RUN pip install --upgrade pip
RUN pip install torch --index-url https://download.pytorch.org/whl/cpu
RUN pip install --no-cache-dir --default-timeout=1000 -r requirements.txt
RUN pip install https://github.com/explosion/spacy-models/releases/download/en_core_web_lg-3.7.1/en_core_web_lg-3.7.1-py3-none-any.whl
 
FROM dependencies as application
COPY --chown=appuser:appuser . .
USER appuser
EXPOSE 8000
HEALTHCHECK --interval=30s --timeout=10s --start-period=5s --retries=3 \
    CMD python -c "import requests; requests.get('http://localhost:8000/api/v1/health')" || exit 1
CMD uvicorn app.main:app --host 0.0.0.0 --port ${PORT:-8000}

The three stages share an as base → as dependencies → as application alias chain; each later stage copies state forward. The final image contains app + Python deps + Spacy model but EXCLUDES gcc and postgresql-client from the running image (those stay in the discarded base layer’s history).
The forced CPU-only Torch install avoids pulling a 2 GB CUDA bundle when the FCA app never uses GPU; the --index-url switch overrides PyPI’s default resolution.
--default-timeout=1000 defends against sporadic dependency-mirror timeouts when requirements.txt has many large wheels; the default 60s is too tight on slow CI.
USER appuser forces non-root execution at runtime — every pip install and uvicorn runs as UID 1000.
--start-period=5s prevents spurious restarts while uvicorn is still binding the port.

Common Pitfalls

Forgetting rm -rf /var/lib/apt/lists/* bloats each image layer by hundreds of MB of apt cache. Always purge in the same RUN that calls apt-get install.

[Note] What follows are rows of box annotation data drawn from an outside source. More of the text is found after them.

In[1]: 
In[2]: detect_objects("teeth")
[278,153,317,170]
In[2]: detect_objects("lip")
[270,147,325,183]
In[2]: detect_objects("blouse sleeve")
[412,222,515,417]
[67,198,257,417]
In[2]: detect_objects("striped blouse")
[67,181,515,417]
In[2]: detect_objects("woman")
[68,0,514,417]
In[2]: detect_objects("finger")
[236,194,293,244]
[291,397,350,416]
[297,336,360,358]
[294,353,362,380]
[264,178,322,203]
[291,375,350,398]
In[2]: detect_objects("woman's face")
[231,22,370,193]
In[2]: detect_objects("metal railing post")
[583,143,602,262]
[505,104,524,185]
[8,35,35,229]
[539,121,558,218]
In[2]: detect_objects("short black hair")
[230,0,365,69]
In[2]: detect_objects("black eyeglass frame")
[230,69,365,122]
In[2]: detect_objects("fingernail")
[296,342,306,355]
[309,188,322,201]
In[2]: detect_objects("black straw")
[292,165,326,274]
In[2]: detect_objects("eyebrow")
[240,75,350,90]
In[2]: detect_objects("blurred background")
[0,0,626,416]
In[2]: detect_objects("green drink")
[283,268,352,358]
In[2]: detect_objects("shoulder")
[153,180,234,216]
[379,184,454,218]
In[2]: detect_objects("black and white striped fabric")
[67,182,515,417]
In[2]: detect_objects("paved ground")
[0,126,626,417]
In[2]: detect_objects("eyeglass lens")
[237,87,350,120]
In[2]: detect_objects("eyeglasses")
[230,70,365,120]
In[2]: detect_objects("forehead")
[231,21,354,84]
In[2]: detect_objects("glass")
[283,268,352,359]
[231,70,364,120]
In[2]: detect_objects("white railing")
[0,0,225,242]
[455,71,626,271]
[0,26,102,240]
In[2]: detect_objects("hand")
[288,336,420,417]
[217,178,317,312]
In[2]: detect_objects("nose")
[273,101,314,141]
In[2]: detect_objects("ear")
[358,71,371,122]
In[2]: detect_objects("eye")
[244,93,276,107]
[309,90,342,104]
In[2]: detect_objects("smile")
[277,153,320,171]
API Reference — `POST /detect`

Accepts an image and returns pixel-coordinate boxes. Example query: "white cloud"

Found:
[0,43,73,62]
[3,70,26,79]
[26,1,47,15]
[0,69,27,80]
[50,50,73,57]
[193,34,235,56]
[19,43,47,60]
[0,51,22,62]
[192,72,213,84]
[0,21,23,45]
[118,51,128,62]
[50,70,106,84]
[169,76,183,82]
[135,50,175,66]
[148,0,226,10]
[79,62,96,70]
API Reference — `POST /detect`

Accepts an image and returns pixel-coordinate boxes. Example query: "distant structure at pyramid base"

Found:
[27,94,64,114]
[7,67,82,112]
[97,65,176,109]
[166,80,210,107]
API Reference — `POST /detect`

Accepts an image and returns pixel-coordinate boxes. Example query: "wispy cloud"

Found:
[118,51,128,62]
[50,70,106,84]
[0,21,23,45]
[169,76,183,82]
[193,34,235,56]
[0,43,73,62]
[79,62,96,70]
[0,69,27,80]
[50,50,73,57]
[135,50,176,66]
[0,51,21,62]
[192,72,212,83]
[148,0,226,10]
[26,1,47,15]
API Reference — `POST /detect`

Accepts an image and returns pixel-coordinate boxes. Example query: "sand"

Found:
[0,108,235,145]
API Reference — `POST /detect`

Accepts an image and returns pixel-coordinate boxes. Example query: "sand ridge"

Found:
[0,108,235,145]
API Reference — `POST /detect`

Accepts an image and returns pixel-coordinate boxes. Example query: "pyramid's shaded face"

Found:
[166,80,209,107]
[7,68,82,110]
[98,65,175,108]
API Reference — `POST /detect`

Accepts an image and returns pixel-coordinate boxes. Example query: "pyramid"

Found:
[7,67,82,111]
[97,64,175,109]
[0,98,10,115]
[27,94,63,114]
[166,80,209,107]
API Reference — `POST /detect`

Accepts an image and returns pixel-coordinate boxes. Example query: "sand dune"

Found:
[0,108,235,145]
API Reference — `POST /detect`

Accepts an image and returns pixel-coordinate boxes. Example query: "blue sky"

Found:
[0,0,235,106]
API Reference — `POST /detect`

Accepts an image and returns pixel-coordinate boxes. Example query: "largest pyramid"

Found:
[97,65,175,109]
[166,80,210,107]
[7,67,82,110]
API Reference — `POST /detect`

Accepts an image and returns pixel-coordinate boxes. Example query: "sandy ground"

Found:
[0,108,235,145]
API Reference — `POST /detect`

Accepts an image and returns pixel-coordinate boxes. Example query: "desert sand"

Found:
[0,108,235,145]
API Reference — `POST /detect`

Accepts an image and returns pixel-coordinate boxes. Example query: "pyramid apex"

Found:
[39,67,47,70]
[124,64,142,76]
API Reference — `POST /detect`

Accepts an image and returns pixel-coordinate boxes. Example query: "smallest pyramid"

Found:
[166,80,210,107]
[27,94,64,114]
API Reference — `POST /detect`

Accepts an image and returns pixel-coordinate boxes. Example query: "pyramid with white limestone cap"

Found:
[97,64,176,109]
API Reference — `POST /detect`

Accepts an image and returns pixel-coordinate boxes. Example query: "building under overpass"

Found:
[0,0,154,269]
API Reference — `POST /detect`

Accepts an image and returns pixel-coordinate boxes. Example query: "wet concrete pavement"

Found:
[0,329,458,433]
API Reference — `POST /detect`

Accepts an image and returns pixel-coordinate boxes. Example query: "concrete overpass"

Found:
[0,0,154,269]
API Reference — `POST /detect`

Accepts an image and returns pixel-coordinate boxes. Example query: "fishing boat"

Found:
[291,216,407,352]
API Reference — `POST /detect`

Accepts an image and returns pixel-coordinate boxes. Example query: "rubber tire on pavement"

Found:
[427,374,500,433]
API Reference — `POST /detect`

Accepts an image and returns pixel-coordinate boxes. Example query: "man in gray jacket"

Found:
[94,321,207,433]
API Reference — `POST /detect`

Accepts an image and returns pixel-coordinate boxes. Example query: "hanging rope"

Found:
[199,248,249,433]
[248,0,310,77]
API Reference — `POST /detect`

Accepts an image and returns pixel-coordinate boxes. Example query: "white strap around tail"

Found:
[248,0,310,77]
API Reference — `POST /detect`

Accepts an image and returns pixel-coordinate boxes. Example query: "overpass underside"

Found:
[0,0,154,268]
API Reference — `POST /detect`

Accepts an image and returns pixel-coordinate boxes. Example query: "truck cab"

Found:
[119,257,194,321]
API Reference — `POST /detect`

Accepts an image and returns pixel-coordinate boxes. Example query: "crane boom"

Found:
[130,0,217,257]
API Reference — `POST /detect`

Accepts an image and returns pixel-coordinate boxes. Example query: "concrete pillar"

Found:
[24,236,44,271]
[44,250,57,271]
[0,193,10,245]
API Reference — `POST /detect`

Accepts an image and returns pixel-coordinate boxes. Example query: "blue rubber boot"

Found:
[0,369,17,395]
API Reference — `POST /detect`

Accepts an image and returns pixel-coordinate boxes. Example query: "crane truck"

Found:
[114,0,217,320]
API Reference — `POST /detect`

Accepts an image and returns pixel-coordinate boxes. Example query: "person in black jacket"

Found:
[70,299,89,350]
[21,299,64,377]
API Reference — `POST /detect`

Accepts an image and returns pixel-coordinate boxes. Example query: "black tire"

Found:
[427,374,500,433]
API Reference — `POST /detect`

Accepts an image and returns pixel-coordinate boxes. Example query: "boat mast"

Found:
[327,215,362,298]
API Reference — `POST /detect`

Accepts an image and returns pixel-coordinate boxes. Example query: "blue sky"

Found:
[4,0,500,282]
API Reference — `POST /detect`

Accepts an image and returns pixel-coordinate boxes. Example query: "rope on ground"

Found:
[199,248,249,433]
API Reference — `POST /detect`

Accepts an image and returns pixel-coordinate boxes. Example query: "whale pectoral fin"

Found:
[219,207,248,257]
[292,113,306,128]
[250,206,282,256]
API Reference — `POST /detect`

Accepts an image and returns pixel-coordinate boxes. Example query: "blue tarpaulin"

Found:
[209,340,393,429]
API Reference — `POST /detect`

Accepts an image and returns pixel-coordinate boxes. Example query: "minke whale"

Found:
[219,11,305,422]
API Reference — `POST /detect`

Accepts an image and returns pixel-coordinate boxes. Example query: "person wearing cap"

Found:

Building with a GPU host but a CPU image silently passes; tests pass; torch.cuda.is_available() returns False at runtime. Always pin --index-url https://download.pytorch.org/whl/cpu regardless of host GPU presence.

Real-World Interview Prep

Q1: When do you need a multi-stage Dockerfile vs a single `FROM python:3.12` build?

A: Multi-stage when (a) the runtime image has a different surface area than the build image — e.g., you compile C extensions in stage 1, then copy just the .so files to a slim image; (b) you want to bake models/assets into the image (Spacy, HuggingFace) without polluting the source layer; (c) you want a non-root runtime but your pip install needs root. Single stage is fine when (a) your dependency tree is simple Python wheels, (b) you don’t care about a 50MB-ish image, (c) you ship to a tightly controlled environment where reproducibility > size. Industry trend: multi-stage is the default because image size affects cold-start time on FaaS and egress costs on Cloud Run.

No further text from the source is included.